String Instructions

Chapter 14

  • A string is a collection of values stored in contiguous memory locations. The x86-64 CPUs can process four types of strings: byte strings, word strings, double-word strings, and quad-word strings.

String Instructions

  • All members of the x86-64 family support five string instructions: movsx, cmpsx, scasx, lodsx, and stosx. (x = b, w, d, or q for byte, word, double word, or quad word)

  • The string instructions operate on blocks of memory. For example, the movs instruction moves a sequence of bytes from one memory location to another, the cmps instruction compares two blocks of memory, and the scas instruction scans a block of memory for a particular value.
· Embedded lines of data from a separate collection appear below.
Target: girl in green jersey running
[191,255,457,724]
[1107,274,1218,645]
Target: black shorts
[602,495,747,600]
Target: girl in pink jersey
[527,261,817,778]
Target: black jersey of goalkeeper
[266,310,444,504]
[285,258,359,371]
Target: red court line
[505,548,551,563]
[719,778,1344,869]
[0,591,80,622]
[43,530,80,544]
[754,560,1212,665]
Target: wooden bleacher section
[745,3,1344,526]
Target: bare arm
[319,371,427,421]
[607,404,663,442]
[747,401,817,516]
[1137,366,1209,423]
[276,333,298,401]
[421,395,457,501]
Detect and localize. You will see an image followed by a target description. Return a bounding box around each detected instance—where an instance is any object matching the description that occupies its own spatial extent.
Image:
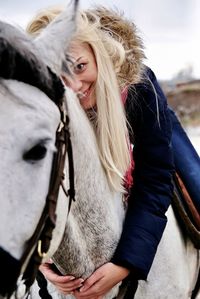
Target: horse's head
[0,1,77,296]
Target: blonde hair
[27,8,143,192]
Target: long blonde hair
[27,8,145,192]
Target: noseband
[0,101,75,297]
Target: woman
[28,7,174,299]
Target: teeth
[77,90,88,99]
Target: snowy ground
[185,126,200,156]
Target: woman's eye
[74,63,86,74]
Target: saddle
[172,173,200,249]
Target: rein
[1,101,75,297]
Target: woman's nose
[62,75,82,92]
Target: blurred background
[0,0,200,154]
  • The source and destination blocks are not provided as explicit operands, however. Instead, the string instructions use specific registers as operands:

    • RSI (source index) register

    • RDI (destination index) register

    • RCX (count) register

    • AL, AX, EAX, and RAX registers

    • The direction flag in the FLAGS register

  • For example, the movs (move string) instruction copies RCX elements from the source address specified by RSI to the destination address specified by RDI. Likewise, the cmps instruction compares the string pointed at by RSI, of length RCX, to the string pointed at by RDI.
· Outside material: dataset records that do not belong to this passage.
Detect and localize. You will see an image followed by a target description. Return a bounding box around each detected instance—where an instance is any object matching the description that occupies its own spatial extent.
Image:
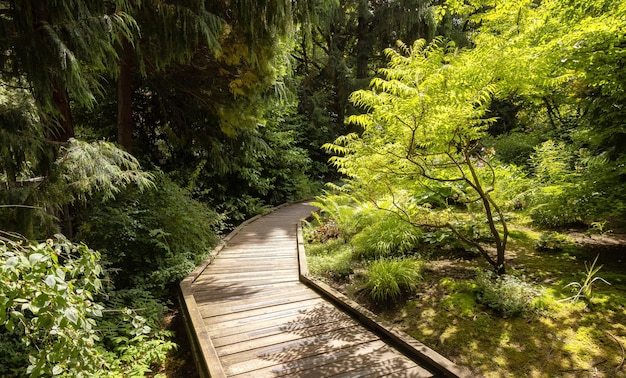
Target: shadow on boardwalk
[181,203,454,378]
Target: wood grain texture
[181,203,458,378]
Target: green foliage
[350,211,422,259]
[476,270,543,316]
[324,40,508,271]
[55,138,154,203]
[0,236,174,377]
[535,232,570,252]
[312,192,376,239]
[78,173,221,297]
[0,235,104,377]
[307,238,353,280]
[304,219,342,243]
[441,292,476,317]
[364,259,422,303]
[99,289,177,376]
[491,132,542,167]
[563,255,610,304]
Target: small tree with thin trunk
[325,41,508,274]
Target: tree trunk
[117,37,134,152]
[48,78,74,142]
[356,1,370,79]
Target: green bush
[535,232,570,252]
[351,214,422,259]
[476,270,543,316]
[0,237,174,377]
[77,173,221,298]
[358,259,422,303]
[307,239,353,280]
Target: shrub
[0,237,174,377]
[77,173,221,298]
[304,219,342,243]
[307,239,353,279]
[358,259,422,303]
[535,232,569,252]
[476,271,543,316]
[351,214,422,259]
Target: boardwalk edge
[179,200,306,378]
[297,222,472,378]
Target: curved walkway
[181,203,464,378]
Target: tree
[0,0,137,142]
[293,0,436,179]
[325,40,508,274]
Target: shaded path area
[181,203,464,378]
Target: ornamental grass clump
[358,259,422,303]
[476,270,543,316]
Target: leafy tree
[293,0,436,177]
[0,0,137,142]
[0,233,174,377]
[325,40,508,274]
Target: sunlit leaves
[0,239,105,376]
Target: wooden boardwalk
[181,203,464,378]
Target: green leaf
[44,274,56,288]
[5,256,20,268]
[28,253,45,265]
[55,268,65,281]
[63,307,78,324]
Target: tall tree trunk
[31,0,74,142]
[356,0,371,79]
[48,78,74,142]
[117,37,134,152]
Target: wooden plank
[202,292,319,318]
[214,319,360,359]
[198,297,324,327]
[193,281,308,302]
[218,329,378,377]
[210,302,349,341]
[181,204,466,378]
[229,340,385,378]
[208,298,330,336]
[211,317,354,348]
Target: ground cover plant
[304,214,626,377]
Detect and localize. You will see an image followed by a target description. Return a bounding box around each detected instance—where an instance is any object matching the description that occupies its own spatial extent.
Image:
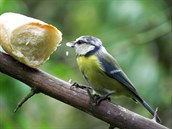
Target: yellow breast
[77,55,129,95]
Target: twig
[0,52,167,129]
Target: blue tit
[66,36,159,120]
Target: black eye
[77,40,82,44]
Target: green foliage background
[0,0,172,129]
The rep, repe, repz, and the repnz and repne Prefixes

  • The repeat prefixes tell the x86-64 to do a multi-byte string operation specifically, to repeat a string operation up to RCX times.

rep prefix:
    rep movsx (x is b, w, d, or q)
    rep stosx
    
repe prefix: (Note: repz is a synonym for repe)
    repe cmpsx
    repe scasx

repne prefix: (Note: repnz is a synonym for repne)
    repne cmpsx
    repne scasx
  • The repe prefix says to “repeat this operation while the comparison is equal, or up to the number of times specified by RCX (whichever condition fails first).”
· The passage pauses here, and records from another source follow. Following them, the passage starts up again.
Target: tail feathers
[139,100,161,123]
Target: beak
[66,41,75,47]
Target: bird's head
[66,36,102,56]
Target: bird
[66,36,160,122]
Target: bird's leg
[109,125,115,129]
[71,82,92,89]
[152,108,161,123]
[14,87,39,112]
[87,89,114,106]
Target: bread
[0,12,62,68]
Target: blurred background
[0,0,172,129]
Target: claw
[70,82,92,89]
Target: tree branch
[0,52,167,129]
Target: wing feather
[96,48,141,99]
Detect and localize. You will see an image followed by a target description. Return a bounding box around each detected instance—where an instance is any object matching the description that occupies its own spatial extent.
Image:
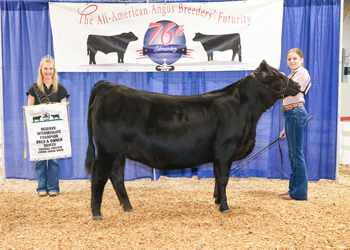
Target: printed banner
[25,103,72,161]
[50,0,284,72]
  • The repne prefix’s action is “repeat this operation while the comparison is not equal, or up to the number of times specified by RCX.” As it turns out, you’ll use repe for most character string comparisons; repne is used mainly with the scasx instructions to locate a specific character within a string (such as a zero-terminating byte).

The Direction Flag

  • The direction flag in the FLAGS register controls how the CPU processes strings. If the direction flag is clear, the CPU increments RSI and RDI after operating on each string element. For example, executing movs will move the byte, word, double word, or quad word at RSI to RDI and then increment RSI and RDI by 1, 2, 4, or 8.

  • When specifying the rep prefix before this instruction, the CPU increments RSI and RDI for each element in the string (the count in RCX specifies the number of elements). At completion, the RSI and RDI registers will be pointing at the first item beyond the strings.

  • You can change the direction flag’s value by using the cld (clear direction flag) and std (set direction flag) instructions.

The movs Instruction

  • The movsb (move string, bytes) instruction fetches the byte at address RSI, stores it at address RDI, and then increments or decrements the RSI and RDI registers by 1.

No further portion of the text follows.